Contro il Cagliari, la Juventus è riuscita invece a portare una pressione organizzata, armoniosa e sincronizzata per praticamente tutti i 90 minuti. Cosa è cambiato?

Non sono tanto gli interpreti ad aver offerto prestazioni migliori. Ronaldo e Dybala erano spesso additati come poco inclini a portare pressione, e Bernardeschi era stato invece lodato proprio per il suo impegno difensivo in fase di riaggressione. Il modulo adottato del Cagliari ha, in qualche modo, aiutato la triconquista della palla: la specularità del 4-3-2-1 sardo al nostro 4-3-1-2 ha scaglionato meglio i nostri, che si sono trovati più vicini all’uomo. In questa maniera, hanno saputo anche indirizzare le uscite palla del Cagliari sugli esterni o su Olsen, con la conseguenza di forzare rinvii o proprio di recuperare palloni in zone pericolose.

In effetti, è stata proprio la riaggressione (cioè quello che in Germania chiamano il gegenpressing, la pressione successiva alla perdita del pallone) a funzionare benissimo. Una volta persa palla, i giocatori hanno inserito il pilota automatico e si sono avventati sul pallone, supportati dai compagni che salivano in blocco e soffocavano ogni velleità di ripartenza avversaria.

Dybala tenta un filtrante ambizioso per Matuidi. Intercettato.

Dopo un secondo, Dybala stesso si fionda su Nandez, con Rabiot al seguito e Alex Sandro pronto in seconda linea a stringere. Nandez, mal orientato col corpo, scaricherà grossolanamente su Nainggolan e proprio il brasiliano recupererà un pallone prezioso.

Sarri aveva indicato nel “coraggio” uno degli attributi fondamentali per operare una riaggressione proficua. Lo aveva notato con Pjanić, il quale aveva esitato ad alzarsi su Leiva contro la Lazio per paura di lasciare la difesa scoperta, facendo così però saltare il sistema di contro pressione. Il bosniaco contro il Cagliari è stato uno dei migliori in campo, forse rassicurato dalle coperture di Rabiot.

Ronaldo perde palla. Immediatamente Dybala e Matuidi, i più vicini all’azione, salgono senza esitare. Riname alto anche Pjanic, in copertura su Nainggolan.

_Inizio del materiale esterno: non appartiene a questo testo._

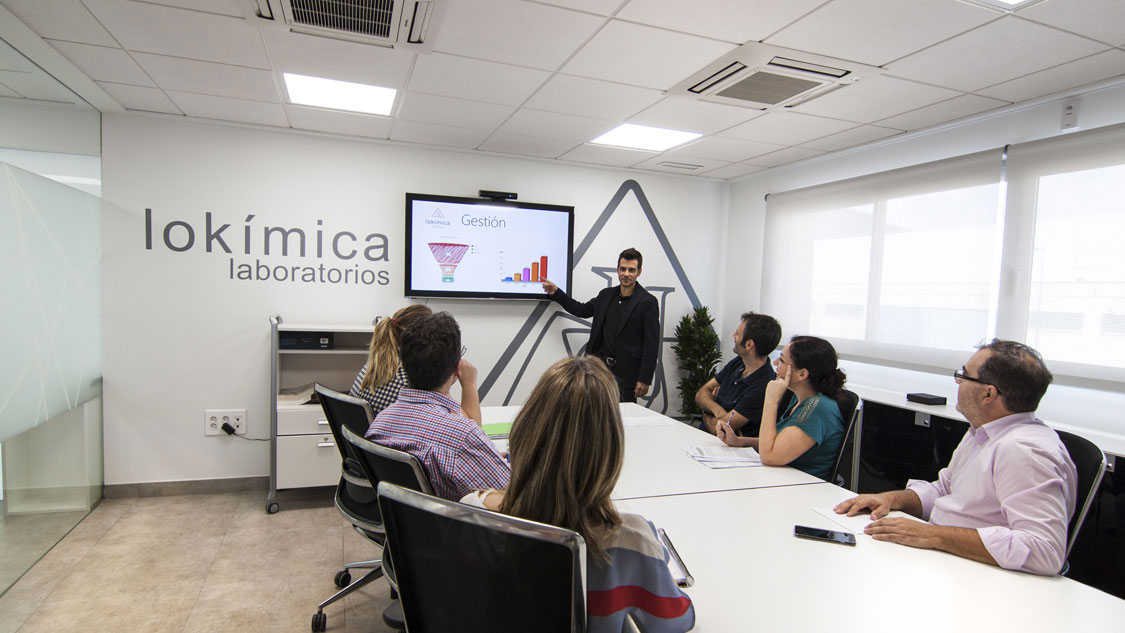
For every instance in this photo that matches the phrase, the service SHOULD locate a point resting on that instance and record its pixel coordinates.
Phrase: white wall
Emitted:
(180, 335)
(747, 218)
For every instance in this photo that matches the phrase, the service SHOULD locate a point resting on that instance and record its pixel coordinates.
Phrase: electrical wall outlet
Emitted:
(215, 418)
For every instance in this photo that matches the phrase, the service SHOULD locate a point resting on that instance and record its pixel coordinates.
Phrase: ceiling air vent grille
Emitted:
(767, 88)
(362, 17)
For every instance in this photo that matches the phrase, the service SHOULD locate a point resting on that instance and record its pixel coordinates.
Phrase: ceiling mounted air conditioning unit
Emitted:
(396, 24)
(763, 77)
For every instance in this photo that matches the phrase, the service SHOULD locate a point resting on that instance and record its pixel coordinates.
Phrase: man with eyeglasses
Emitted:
(1010, 488)
(425, 422)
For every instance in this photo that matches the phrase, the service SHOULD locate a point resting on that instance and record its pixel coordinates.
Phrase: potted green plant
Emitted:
(696, 350)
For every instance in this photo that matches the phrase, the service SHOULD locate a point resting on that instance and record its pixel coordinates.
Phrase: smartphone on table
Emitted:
(820, 534)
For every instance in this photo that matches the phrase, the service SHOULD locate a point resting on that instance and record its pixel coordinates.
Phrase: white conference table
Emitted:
(753, 575)
(655, 463)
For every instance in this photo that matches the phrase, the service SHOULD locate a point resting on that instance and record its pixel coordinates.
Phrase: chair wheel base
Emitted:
(342, 579)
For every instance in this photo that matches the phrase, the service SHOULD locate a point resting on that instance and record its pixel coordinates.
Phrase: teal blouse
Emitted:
(819, 418)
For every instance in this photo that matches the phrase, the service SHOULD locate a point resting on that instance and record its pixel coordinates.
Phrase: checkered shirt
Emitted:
(455, 452)
(384, 395)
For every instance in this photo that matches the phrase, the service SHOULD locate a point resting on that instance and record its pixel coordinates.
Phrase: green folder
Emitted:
(497, 430)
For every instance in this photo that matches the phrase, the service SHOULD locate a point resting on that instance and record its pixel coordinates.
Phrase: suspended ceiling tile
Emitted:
(693, 115)
(512, 32)
(430, 134)
(37, 86)
(731, 20)
(997, 52)
(786, 128)
(5, 91)
(334, 59)
(605, 155)
(876, 32)
(682, 165)
(600, 7)
(206, 78)
(11, 60)
(222, 7)
(141, 98)
(554, 125)
(1089, 70)
(224, 108)
(101, 63)
(945, 111)
(178, 33)
(336, 121)
(785, 156)
(527, 145)
(61, 19)
(474, 79)
(641, 55)
(852, 137)
(592, 98)
(875, 98)
(457, 112)
(721, 148)
(1098, 19)
(736, 170)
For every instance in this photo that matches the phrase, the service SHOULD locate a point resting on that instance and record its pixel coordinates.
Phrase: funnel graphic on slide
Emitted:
(448, 256)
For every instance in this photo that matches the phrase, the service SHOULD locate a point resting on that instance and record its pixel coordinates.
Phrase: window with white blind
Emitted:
(897, 265)
(915, 267)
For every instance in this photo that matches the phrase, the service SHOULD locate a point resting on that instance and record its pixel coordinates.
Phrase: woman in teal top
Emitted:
(808, 434)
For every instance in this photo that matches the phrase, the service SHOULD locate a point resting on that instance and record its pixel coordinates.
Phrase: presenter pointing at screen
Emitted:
(626, 332)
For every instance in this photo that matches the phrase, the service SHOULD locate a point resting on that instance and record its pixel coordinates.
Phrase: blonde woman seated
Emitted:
(383, 377)
(808, 434)
(566, 446)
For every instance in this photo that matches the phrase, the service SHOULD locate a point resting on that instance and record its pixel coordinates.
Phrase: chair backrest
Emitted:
(381, 463)
(1090, 463)
(848, 403)
(469, 569)
(343, 412)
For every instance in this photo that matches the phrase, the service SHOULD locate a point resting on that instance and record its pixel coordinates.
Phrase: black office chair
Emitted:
(473, 570)
(380, 463)
(354, 494)
(1090, 463)
(848, 403)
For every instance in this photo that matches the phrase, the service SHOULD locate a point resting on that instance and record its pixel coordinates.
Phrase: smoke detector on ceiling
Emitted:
(396, 24)
(763, 77)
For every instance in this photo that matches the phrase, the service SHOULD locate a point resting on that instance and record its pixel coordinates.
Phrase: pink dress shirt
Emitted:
(1014, 481)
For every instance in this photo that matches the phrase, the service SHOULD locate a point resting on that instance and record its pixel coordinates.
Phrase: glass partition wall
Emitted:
(51, 470)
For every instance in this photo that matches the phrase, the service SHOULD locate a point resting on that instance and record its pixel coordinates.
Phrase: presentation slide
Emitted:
(495, 250)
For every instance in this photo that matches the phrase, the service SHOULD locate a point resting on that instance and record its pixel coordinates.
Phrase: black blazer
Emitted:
(638, 342)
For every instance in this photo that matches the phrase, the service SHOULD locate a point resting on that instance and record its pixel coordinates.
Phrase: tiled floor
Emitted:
(24, 537)
(197, 563)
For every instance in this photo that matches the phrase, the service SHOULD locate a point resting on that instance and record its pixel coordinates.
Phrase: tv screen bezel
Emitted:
(410, 291)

Proprio a seguito di una triangolazione stretta, il bosniaco si trova ad essere l’uomo più vicino al pallone, ma in inferiorità numerica e posizionale. Senza esitazioni, si butta in avanti e riconquista palla.

Non è facile instillare un pensiero radicalmente opposto a quello messo in pratica finora. Lo disse bene lo stesso Sarri in conferenza stampa ad inizio anno: “i giocatori devono cominciare a pensare a difendere quello che hanno davanti e non quello che hanno dietro”. La Juventus era abituata a coprire la profondità alla minima palla persa, o (peggio) alla minima palla scoperta; ora le palle scoperte vengono aggredite, scoperchiando così un paradigma del calcio classico duro a morire – palla coperta salgo, palla scoperta scappo. Da diversi anni, parecchie squadre hanno dimostrato con continuità che questo modus pensandi non è più necessariamente valido.

Il cambiamento, soprattutto così radicale, richiede però tempo. Una pressione collettiva organizzata ed eseguita senza esitazioni è imprescindibile per un gioco che mira al controllo del pallone. Il Liverpool di Klopp, stancamente additato come esempio massimo di contropressing, è una squadra coraggiosa che ha abbracciato i rischi di una pressione ambiziosa. Rischi che tuttavia sono minimi, perché è uno strumento che se fatto bene paga dividendi altissimi. Segnali come quello della partita contro il Cagliari fanno ben sperare, soprattutto alla luce dell’atavicità in riaggressione che la Juventus aveva mostrato fino a poche partite fa. Un cambiamento radicale, più che benvenuto, che potrà fare da apripista verso un gioco senza i singhiozzi dell’autunno.